La science joue donc un rôle important dans le processus législatif. Au travers des échanges directs avec des spécialistes externes ainsi qu’avec des membres des commissions pouvant eux-mêmes être des spécialistes dans leur domaine, les résultats des travaux scientifiques sont pris en compte dans le processus décisionnel et politique. En accueillant les cérémonies de remise des trois plus importants prix scientifiques suisses – les prix Balzan, Marcel Benoist et Latsis –, le Palais du Parlement matérialise ces liens étroits. Les travaux scientifiques exceptionnels récompensés dans la salle du Conseil national sont aussi l’occasion de souligner le lien historique entre le Parlement et le monde scientifique. Ces évènements rappellent la relation profondément enracinée et mutuellement enrichissante qui caractérise la politique et la science depuis les débuts de l’État fédéral.
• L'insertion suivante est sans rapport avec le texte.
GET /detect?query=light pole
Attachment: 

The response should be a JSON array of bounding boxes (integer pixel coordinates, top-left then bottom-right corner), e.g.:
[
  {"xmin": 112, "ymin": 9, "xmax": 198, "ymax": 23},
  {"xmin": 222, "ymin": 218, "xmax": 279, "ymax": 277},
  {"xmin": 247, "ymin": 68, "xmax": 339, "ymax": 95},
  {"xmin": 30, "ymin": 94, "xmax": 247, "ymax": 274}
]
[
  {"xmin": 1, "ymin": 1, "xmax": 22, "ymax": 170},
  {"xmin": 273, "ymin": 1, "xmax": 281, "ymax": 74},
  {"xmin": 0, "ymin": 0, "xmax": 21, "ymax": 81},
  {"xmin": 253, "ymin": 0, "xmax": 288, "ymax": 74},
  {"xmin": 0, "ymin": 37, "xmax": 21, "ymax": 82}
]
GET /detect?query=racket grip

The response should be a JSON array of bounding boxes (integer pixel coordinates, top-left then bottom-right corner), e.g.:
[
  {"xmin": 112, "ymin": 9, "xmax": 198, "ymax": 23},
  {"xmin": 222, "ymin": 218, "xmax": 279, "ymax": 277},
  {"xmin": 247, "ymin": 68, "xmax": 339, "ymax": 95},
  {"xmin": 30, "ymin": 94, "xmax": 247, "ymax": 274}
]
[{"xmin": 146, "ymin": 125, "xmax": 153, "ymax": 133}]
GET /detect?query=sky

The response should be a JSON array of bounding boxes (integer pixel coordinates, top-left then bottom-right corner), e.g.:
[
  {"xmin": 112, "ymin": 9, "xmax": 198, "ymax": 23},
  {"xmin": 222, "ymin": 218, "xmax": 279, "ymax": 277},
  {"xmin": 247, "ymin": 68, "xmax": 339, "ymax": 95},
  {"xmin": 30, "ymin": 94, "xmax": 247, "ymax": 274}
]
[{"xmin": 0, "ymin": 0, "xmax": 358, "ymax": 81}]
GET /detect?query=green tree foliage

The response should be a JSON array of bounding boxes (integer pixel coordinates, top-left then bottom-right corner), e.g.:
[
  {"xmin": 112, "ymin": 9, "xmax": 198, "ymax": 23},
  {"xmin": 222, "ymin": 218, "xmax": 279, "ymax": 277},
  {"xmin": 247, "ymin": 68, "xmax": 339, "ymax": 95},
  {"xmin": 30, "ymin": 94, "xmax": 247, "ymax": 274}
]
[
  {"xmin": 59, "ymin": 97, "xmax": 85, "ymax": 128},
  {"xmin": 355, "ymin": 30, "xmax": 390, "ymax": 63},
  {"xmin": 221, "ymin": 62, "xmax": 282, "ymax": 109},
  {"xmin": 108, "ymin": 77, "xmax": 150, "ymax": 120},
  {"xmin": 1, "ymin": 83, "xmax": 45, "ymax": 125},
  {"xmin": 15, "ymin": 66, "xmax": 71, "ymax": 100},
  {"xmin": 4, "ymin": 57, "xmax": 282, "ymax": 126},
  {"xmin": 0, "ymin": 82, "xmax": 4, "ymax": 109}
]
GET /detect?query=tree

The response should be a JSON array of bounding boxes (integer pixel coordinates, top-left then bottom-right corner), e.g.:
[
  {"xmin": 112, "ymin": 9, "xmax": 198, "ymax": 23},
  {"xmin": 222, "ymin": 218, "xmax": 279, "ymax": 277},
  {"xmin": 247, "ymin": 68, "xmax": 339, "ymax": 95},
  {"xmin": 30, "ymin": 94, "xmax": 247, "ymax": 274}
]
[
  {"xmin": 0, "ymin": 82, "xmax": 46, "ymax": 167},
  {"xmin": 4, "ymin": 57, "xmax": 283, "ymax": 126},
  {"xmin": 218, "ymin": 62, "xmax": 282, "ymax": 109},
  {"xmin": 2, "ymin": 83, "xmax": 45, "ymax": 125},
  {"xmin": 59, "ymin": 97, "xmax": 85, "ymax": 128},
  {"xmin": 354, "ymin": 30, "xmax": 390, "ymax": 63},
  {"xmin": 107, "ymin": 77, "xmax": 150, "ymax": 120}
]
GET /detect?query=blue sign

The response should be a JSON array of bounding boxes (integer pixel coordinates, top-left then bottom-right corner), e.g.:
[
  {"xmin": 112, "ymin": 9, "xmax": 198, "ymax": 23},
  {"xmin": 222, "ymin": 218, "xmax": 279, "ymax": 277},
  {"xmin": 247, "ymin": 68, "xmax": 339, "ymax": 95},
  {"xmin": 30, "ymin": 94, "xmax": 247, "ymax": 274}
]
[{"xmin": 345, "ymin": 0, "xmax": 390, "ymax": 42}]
La science invitée au Parlement
La salle du Conseil national accueille régulièrement les cérémonies de remise de trois prix scientifiques prestigieux : les prix
Balzan,
Marcel-Benoist et
Latsis, qui récompensent des travaux scientifiques exceptionnels et mettent en lumière le lien entre le Parlement et la science.
Le prix Balzan
La cérémonie de remise du prix Balzan a toujours lieu en novembre, en alternance à Rome ou à Berne. Dans la capitale italienne, elle se déroule en présence du président de la République. À Berne, dans la salle du Conseil national, elle a lieu en présence de la présidente ou du président du Conseil national. Depuis 1961, le prix Balzan distingue des personnalités éminentes issues des domaines des sciences, de l’art et de la culture. Le prix est doté de 750 000 francs. Tous les trois à sept ans, la fondation décerne un prix pour l’humanité, la paix et la fraternité entre les peuples doté d’un million de francs.
Le prix Marcel Benoist
Depuis 1920, la Fondation Marcel Benoist décerne chaque année le Prix scientifique suisse du même nom, doté de 250 000 francs. Cette distinction importante récompense des personnalités aux parcours remarquables, dont les travaux de recherche ont été principalement menés en Suisse et qui ont apporté des contributions importantes à la science et à la société. Onze lauréats du prix Marcel Benoist ont par la suite reçu le prix Nobel.
Le prix Latsis
Le prix Latsis est attribué à une ou un scientifique de moins de 40 ans dont les recherches sont marquées par leur originalité et leur qualité exceptionnelle. Doté de 100 000 francs, il récompense des travaux particulièrement remarquables en recherche fondamentale.